Hi,
Wondering if someone can help? (Using SAS OnDemand for Academics)
I'm trying to create a dataset in SAS. This is the code I have:
DATA BI.Portcalls2018;
infile '/home/u57411980/sas/Portcalls2018.csv' dlm=',';
input Country :$10. Ship Type :$32. Median time in port (days) :$4. Average age of vessels :$2. Average size (GT) of vessels :$5. Maximum size (GT) of vessels :$5. Average cargo carrying capacity :$5. Maximum cargo carrying capacity :$5. Average container carrying capac :$4. Maximum container carrying capac :$4. ;
run;
proc print DATA=BI.Portcalls2018;
run;
I then hit run and check the Log and I get these errors, which I don't understand:
How many columns are in the CSV file?
Your current code is attempting to read 38 variables.
input
Country :$10.
Ship
Type :$32.
Median
time
in
port
(days) :$4.
Average
age
of
vessels :$2.
Average
size
(GT)
of
vessels :$5.
Maximum
size
(GT)
of
vessels :$5.
Average
cargo
carrying
capacity :$5.
Maximum
cargo
carrying
capacity :$5.
Average
container
carrying
capac :$4.
Maximum
container
carrying
capac :$4.
;
You seem to be trying to use LABELS as NAMES for the variables. Use the NAMES of the variables in the INPUT statement. You can then use a LABEL statement to attach those long descriptive strings (which will be cumbersome at best to use as names) to the variables as the LABEL of the variable.

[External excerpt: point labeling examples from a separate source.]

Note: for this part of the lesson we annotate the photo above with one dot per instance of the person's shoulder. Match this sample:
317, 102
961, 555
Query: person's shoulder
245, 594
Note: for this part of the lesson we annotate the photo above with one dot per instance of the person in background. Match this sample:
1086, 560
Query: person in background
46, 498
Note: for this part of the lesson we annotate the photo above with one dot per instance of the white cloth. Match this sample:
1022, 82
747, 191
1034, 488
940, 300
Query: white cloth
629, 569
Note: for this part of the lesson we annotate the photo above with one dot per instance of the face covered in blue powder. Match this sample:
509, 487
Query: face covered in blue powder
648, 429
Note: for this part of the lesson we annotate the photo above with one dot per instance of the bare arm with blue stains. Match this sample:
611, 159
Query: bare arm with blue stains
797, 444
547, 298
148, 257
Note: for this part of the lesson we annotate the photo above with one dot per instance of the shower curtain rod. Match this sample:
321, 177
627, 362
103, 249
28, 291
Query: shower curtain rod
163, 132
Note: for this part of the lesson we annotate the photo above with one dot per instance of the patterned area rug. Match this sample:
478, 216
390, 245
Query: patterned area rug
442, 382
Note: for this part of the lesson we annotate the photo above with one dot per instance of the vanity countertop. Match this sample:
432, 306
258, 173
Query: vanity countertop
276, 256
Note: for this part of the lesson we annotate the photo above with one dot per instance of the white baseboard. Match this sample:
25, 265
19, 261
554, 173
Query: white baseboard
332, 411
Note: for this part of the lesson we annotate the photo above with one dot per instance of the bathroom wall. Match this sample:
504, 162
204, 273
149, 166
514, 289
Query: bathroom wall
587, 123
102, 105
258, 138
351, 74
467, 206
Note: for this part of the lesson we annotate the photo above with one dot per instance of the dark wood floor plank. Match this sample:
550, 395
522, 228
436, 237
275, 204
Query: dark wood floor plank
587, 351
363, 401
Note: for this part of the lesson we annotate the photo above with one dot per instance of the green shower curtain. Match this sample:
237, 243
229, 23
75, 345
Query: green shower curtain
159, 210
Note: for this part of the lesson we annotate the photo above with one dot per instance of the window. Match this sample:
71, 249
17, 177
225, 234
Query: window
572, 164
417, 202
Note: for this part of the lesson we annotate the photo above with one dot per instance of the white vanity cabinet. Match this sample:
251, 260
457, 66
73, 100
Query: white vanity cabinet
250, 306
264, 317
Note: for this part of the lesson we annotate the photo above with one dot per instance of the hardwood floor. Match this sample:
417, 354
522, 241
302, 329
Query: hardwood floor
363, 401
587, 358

The specific error in your INPUT statement that SAS is flagging is the missing format group following the variable group because you include some variable names, like days or GT, in parenthesis.
Other mistakes include not using the DSD and TRUNCOVER option on the INFILE statement. The first will make sure that quoted and empty values are processed properly. The later will prevent SAS from moving to a new line if any line does not have values for all of the variables being read by the INPUT statement.
This is one time I would suggest running Proc Import on your CSV file. The LOG will show the data step code to read the file.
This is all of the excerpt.